With the help of adaptive devices and an instructor who’s sensitive to his needs, Hudson, from Pekin (Ill.) Community High School, made it to the SkillsUSA Championships in Internetworking.
Because he was born with the vision impairment, Hudson is not bothered by people asking about it. “I’ve had 17 years to get used to it,” he laughs.
At times, school had been a challenge for him, but a random course selection led to SkillsUSA and changed everything.
In his freshman year, he was looking for an elective class. “Networking sounded cool,” Hudson says. “After getting used to it and the people involved, I started being really good at it, and that’s how I got involved in SkillsUSA. In a span of two years, I went from actually hating technology altogether to being a complete computer addict!”
The next year, he placed fourth at the state championships. What he learned from that competition helped him make it to nationals. His instructor making sure he had the right equipment didn’t hurt.
Focusing on his strengths
“[McCann] is one of the most helpful teachers I’ve ever had. And, he helped meet my need for adaptive software installed and stuff like that. I’ve had some teachers who’ve kind of slipped away from that … enlarging my work and tests,” Hudson explains. “He’s always been there for me for that stuff.”
While Hudson applauds his instructor for his help, McCann is quick to deflect the attention, emphasizing how Hudson has succeeded on his own.
“The thing I found with Jacob is, I treat him like any other student,” McCann points out. “We had the playing field set up early on. We had some software loaded on the computer so everything was magnified on there. I usually remember to print everything out in a large font. If I don’t, he lets me know.

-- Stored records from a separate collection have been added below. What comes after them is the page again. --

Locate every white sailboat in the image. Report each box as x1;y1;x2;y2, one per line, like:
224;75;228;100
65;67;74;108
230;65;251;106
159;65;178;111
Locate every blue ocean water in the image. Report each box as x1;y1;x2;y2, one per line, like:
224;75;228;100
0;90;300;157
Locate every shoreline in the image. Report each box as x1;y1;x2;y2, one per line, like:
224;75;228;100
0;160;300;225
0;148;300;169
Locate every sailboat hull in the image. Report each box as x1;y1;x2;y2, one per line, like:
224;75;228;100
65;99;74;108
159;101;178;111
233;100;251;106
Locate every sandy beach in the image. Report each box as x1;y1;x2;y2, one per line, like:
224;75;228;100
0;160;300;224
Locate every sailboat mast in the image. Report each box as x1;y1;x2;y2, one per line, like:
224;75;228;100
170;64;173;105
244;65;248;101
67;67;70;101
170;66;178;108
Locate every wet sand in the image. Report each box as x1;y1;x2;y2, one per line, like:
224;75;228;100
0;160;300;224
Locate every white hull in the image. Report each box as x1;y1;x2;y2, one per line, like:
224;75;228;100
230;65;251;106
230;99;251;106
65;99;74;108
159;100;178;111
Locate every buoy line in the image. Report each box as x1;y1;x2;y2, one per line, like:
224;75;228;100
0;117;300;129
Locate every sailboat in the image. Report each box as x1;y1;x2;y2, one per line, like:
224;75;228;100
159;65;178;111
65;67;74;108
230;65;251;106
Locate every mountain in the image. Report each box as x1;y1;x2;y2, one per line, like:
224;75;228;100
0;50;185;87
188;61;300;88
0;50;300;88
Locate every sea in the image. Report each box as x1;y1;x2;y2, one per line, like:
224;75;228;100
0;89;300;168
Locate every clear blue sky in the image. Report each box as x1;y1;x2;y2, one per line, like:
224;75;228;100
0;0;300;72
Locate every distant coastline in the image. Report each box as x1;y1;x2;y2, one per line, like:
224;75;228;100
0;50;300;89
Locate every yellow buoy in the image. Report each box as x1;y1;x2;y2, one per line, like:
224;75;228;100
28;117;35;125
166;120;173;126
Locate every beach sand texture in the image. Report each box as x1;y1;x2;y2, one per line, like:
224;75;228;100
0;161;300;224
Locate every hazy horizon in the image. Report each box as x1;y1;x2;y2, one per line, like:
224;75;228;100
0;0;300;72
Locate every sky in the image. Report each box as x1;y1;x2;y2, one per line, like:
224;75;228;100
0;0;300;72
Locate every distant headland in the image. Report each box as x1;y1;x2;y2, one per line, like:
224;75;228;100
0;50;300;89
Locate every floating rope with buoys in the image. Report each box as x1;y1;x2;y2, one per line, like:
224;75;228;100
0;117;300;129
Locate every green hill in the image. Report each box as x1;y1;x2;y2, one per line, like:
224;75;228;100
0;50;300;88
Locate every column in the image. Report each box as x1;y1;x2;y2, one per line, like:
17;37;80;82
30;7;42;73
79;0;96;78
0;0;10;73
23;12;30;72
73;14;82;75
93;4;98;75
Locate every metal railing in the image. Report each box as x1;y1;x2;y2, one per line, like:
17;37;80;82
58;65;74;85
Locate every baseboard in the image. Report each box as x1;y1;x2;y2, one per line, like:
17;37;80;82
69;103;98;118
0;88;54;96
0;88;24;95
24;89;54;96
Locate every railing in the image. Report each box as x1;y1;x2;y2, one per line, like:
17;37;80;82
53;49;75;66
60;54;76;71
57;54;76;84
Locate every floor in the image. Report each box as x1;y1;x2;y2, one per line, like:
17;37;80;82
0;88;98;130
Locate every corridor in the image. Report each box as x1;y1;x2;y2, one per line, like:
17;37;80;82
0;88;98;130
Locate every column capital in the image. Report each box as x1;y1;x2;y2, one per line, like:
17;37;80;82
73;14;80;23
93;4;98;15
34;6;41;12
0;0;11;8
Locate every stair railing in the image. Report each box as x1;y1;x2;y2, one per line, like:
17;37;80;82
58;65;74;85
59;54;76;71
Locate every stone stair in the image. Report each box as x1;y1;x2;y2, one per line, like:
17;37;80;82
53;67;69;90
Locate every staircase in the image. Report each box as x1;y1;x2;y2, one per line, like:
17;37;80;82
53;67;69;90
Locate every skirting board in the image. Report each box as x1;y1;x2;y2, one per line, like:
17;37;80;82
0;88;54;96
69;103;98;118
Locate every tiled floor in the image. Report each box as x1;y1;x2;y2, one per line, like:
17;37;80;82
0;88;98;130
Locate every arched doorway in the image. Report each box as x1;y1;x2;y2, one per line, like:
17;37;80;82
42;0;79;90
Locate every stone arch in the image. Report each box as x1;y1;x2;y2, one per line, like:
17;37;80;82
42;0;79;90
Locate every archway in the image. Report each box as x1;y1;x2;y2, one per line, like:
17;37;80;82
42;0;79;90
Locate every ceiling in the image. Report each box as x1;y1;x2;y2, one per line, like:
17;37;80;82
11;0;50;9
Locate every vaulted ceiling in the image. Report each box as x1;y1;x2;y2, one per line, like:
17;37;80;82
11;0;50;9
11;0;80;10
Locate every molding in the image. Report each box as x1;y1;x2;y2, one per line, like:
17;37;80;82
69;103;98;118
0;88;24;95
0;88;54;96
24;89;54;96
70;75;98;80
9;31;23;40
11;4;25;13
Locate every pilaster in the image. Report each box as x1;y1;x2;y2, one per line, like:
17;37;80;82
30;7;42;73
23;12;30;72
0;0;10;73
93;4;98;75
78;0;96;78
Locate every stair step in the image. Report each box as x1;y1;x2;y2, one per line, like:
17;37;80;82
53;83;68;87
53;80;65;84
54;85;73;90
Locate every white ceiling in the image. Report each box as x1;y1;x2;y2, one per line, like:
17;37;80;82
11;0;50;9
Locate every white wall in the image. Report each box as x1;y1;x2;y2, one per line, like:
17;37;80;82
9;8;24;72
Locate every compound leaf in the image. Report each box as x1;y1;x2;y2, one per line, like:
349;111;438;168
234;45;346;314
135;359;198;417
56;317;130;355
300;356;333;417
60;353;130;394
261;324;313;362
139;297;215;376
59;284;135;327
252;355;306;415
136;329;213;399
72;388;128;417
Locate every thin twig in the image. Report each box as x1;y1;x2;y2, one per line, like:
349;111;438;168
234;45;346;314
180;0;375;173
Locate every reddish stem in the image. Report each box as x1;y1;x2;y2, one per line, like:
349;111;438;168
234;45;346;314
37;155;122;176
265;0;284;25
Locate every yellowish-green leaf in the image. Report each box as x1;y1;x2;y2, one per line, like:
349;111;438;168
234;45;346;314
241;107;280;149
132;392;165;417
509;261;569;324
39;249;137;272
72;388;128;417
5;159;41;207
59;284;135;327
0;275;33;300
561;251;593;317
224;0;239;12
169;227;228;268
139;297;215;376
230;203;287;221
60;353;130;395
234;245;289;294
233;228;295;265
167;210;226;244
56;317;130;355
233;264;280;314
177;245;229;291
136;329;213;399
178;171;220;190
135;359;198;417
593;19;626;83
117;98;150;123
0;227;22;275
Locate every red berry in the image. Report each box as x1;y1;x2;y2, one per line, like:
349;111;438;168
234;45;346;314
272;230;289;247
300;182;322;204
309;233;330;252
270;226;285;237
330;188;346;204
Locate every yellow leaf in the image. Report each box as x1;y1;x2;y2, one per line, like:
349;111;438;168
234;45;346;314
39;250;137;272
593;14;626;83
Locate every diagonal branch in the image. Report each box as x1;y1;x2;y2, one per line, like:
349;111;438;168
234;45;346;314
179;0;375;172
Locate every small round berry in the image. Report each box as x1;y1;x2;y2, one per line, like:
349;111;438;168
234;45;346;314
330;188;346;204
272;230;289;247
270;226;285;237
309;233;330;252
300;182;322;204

“He’s extremely motivated. He really pushes himself to do well. He’s gained a lot in the last couple of years.”
Others may find an impairment to be a setback. Hudson realizes the advantages.
“I have a visual impairment, but I have the ability to memorize stuff really easily. All I have to do is hear it,” he explains.
Hudson’s auditory learning skills are phenomenal. When he listens to instructions, he instantly comprehends. Combining that gift with his enthusiasm for working in information technology has yielded an unexpected bonus.
“I’ve redeemed my interest in math this year. It’s really strange. Math was my hardest subject since grade school [because] teachers used the chalk board.” But, Hudson adds, “This year, I got an A in math class, the first time since fourth grade. There’s a lot of math in networking. I’m sure that contributed.”
To prepare for the 2010 national event, Hudson met with the postsecondary Internetworking champion for advice. During the competition, he wore special glasses and used a hand-held magnifier.
“The magnifier’s about the size of my name tag. It has several magnification and color options, and I can make it high-contrast or turn the back light on or off so glossy images can be seen,” he explains.
What are his career aspirations after high school?
“Something in IT, obviously,” Hudson emphasizes. “I’m not sure exactly what field yet, but it will involve computers.”